When thinking about career fields to pursue, how to plan your first semester of college, or which electives to take during your third year of post-secondary education, many fields can branch off into other occupations. The field of counseling and mental health is expansive. Perhaps you’ve heard of a mental health counselor or a school counselor. What about pastoral counseling? Grief counselors? With certifications offered from counseling organizations to further learning on ethical work with varying populations from children with learning disabilities to the LGBTQ communities, the field of counseling may offer much more than advocacy for mental health.
1. Career Counseling: Certified counselors providing career guidance helps individuals to better understand themselves from the view of the world of work in order to make solid occupational, education, and life decisions.

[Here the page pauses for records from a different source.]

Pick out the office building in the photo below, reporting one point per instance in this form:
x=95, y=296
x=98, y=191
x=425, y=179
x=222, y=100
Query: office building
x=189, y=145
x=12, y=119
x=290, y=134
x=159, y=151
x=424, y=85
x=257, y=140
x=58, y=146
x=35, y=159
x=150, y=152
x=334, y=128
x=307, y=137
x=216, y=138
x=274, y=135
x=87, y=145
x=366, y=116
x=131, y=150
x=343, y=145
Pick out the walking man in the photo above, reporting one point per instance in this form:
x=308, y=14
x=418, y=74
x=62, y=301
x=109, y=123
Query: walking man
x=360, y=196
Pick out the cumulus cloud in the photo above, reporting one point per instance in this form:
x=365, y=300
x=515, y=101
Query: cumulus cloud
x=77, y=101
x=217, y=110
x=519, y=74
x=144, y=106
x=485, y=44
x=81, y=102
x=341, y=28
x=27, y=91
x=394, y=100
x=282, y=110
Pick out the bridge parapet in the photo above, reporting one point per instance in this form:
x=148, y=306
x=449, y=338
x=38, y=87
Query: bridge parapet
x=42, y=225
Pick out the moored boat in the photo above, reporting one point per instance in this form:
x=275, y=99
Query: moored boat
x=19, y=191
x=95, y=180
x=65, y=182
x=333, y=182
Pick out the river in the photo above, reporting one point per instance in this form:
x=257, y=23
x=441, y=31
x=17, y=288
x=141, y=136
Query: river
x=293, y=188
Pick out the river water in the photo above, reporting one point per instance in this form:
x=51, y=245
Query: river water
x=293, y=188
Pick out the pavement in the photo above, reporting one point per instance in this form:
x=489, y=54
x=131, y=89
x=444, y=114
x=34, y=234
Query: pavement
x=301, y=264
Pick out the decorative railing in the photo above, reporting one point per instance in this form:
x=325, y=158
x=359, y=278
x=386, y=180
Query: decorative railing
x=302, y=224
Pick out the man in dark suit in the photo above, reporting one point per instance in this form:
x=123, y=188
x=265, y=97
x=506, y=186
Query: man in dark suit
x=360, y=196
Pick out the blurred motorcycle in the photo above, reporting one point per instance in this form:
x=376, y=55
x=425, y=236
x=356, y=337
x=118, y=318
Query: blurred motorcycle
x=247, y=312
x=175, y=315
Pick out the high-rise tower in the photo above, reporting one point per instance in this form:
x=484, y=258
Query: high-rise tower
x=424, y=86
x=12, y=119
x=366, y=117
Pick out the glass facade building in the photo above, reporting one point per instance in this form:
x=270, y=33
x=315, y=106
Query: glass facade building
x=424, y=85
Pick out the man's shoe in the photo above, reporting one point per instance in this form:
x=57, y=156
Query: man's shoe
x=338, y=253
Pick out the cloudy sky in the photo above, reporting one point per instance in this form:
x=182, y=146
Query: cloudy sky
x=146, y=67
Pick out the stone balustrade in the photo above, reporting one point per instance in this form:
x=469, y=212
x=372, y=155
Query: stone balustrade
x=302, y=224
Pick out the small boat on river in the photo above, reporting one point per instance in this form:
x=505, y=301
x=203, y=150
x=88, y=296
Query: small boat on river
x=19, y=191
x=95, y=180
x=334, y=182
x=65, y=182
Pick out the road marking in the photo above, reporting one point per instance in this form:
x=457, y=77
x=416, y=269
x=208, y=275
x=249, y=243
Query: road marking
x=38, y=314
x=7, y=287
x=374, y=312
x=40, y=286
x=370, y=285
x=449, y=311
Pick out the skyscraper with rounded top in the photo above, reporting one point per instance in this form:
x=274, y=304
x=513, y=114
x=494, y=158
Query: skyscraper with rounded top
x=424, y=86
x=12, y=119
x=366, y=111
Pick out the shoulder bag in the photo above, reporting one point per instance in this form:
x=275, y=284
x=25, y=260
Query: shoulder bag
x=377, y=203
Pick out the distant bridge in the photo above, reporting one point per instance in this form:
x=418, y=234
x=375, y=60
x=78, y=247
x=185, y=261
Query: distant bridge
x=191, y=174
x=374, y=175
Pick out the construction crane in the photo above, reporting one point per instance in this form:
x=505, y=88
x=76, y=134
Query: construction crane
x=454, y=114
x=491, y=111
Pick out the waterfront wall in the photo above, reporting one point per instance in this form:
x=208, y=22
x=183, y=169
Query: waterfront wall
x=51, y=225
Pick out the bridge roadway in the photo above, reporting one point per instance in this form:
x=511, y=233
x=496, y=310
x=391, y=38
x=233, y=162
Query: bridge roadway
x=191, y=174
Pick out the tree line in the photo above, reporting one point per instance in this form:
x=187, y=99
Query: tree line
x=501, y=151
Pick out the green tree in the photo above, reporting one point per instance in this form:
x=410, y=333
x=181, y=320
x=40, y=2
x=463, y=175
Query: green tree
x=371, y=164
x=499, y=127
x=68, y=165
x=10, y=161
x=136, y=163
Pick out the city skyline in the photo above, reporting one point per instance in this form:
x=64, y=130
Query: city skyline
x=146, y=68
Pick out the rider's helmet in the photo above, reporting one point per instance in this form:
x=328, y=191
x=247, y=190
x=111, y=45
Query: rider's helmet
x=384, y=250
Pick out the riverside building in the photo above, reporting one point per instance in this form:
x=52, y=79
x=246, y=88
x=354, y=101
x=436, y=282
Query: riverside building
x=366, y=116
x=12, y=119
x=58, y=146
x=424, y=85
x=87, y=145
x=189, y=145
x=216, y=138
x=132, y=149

2. Child/Adolescent Counseling: Counselors working with children and adolescents help them to progress through their life challenges, family discord, and issues within peer groups, school, and other environments.
3. College Counselor: Different from academic advisors, college counselors provide support and psychoeducational learning opportunities to post-secondary students experiencing crisis, emotional difficulties, mental health concerns, substance abuse, or other issues that impact academic goals.
4. Grief Counseling: Professional counselors can pursue an additional certification as a grief counselor. In this field, counselors work to help clients cope with profound loss from death of a loved one, divorce, debilitating injury, or other significant bereavements through community support groups, individual, and psychoeducational sessions.
5. Mental Health Counselor: Perhaps a well known occupation in counseling, mental health counselors combine psychotherapeutic approaches with problem-solving techniques to address clients who present a variety of mental, emotional and behavioral concerns.
6. Military Counseling: Whether active duty or civilian-contracted, military counselors are specifically trained to provide therapeutic approaches to address the mental health concerns, adjustment issues, substance abuse, marital, career, and crisis intervention concerns that arise in the military lifestyle.
7. Pastoral Counselor: Combining theological training and counseling, pastoral counselors are licensed mental health professionals that offer their clients a unique approach to therapeutic support with spiritual guidance.
8. Rehabilitation Counseling: Sometimes mistaken for substance abuse counselors, rehabilitation counseling involves the work with clients who have physical, emotional, developmental, or mental disabilities to lead a fulfilling life by addressing environmental barriers, arranging for evaluations, and collaborating with other social services to ensure a holistic approach to treatment for their clients.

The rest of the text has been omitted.